Last year, ICC Prosecutor Fatou Bensouda decided not to proceed with an investigation into the 2010 Israeli raid of a Gaza-bound humanitarian aid flotilla during which 10 people were killed, but judges are now asking her to revisit that decision. What exactly does this mean?
What did the judges just do?
The judges reviewed and disagreed with the prosecutor’s decision not to open an investigation into the 2010 flotilla raid and requested that she reconsider her decision.
So does the prosecutor have to open an investigation now?
No, this ruling does not mean that the prosecutor must open an investigation into the raid. The judges have only requested that the prosecutor reconsider her initial determination. The decision to open or not open an investigation is still the prosecutor’s to make.
Why did the prosecutor decide not to open an investigation in 2014?
After conducting a preliminary examination into the matter, the prosecutor determined that, although there was a reasonable basis to believe that war crimes were committed during the flotilla raid, the potential cases arising from the situation were not of sufficient gravity to warrant further ICC involvement, and so declined to open an investigation.
Why do the judges disagree with the prosecutor?
In their ruling, a majority of judges decided that the prosecutor should have determined that the cases potentially arising from the flotilla raid could be of sufficient gravity to justify an investigation. In particular, the judges said that the prosecutor should reconsider her determination that the evidence available to her shows that the scale, nature, manner of commission and impact of the alleged crimes, in addition to the possibility that those most responsible for the alleged crimes would be prosecuted, could meet the court’s gravity test for opening investigations,.
Gravity is one of several factors the prosecutor must consider when deciding whether to proceed with an investigation. The ICC was founded to adjudicate the most serious crimes of concern to the international community, and the prosecutor has to be selective in deciding which situations to pursue. In addition to determining whether crimes under the ICC’s jurisdiction were likely committed and whether the relevant national authorities are carrying out their own investigations into those crimes, the prosecutor determines whether the alleged crimes are serious enough to merit the Court’s involvement.

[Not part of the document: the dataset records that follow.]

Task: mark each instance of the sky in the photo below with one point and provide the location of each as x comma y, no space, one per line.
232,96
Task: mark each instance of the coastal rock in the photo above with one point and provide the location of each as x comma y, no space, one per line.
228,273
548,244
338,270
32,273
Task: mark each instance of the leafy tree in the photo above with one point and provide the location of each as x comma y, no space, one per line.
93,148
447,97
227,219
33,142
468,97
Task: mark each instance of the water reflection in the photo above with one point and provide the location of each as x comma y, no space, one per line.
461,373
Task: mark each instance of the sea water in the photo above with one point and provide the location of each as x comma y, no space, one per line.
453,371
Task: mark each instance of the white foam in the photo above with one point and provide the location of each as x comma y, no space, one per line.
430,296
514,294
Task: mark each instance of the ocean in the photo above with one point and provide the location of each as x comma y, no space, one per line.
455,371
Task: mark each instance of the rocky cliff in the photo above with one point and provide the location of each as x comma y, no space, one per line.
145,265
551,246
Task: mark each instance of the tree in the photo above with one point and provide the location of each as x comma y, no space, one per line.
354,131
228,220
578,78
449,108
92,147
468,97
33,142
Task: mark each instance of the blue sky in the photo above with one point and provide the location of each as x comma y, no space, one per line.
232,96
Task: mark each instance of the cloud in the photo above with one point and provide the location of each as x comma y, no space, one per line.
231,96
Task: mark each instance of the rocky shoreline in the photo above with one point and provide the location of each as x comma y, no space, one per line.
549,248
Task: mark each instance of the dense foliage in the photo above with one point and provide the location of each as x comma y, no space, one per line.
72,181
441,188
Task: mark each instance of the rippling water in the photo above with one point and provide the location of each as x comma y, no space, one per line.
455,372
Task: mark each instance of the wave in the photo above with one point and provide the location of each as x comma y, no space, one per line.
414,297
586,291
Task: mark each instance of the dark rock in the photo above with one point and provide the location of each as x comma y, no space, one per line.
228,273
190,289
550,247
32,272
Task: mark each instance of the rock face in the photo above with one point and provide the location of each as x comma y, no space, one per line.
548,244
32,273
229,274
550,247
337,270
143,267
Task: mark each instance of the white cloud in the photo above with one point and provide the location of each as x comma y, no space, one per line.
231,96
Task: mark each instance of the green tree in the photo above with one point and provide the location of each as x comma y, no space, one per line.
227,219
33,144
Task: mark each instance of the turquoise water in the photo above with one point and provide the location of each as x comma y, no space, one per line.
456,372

Why did the judges review the prosecutor’s decision?
In short, because the Comoros asked them to. The flotilla raid was referred to the prosecutor by the Comoros, the state where the Mavi Marmara—the ship where the alleged crimes occurred—was registered. Under the ICC Rome Statute, when a state asks the ICC prosecutor to investigate a situation, the choice to open or not open an investigation is always up to the prosecutor. However, the referring state can ask the judges to review the prosecutor’s decision if they disagree with it, which the Comoros did in this case.
What happens now?
The prosecutor can do a number of things. She could now revisit her initial decision and stick to her determination not to open an investigation, or decide to open an investigation. She may also consider the possibility of appealing the judges’ decision. In any case, the decision to open or not open an investigation into the flotilla raid will be hers alone to make.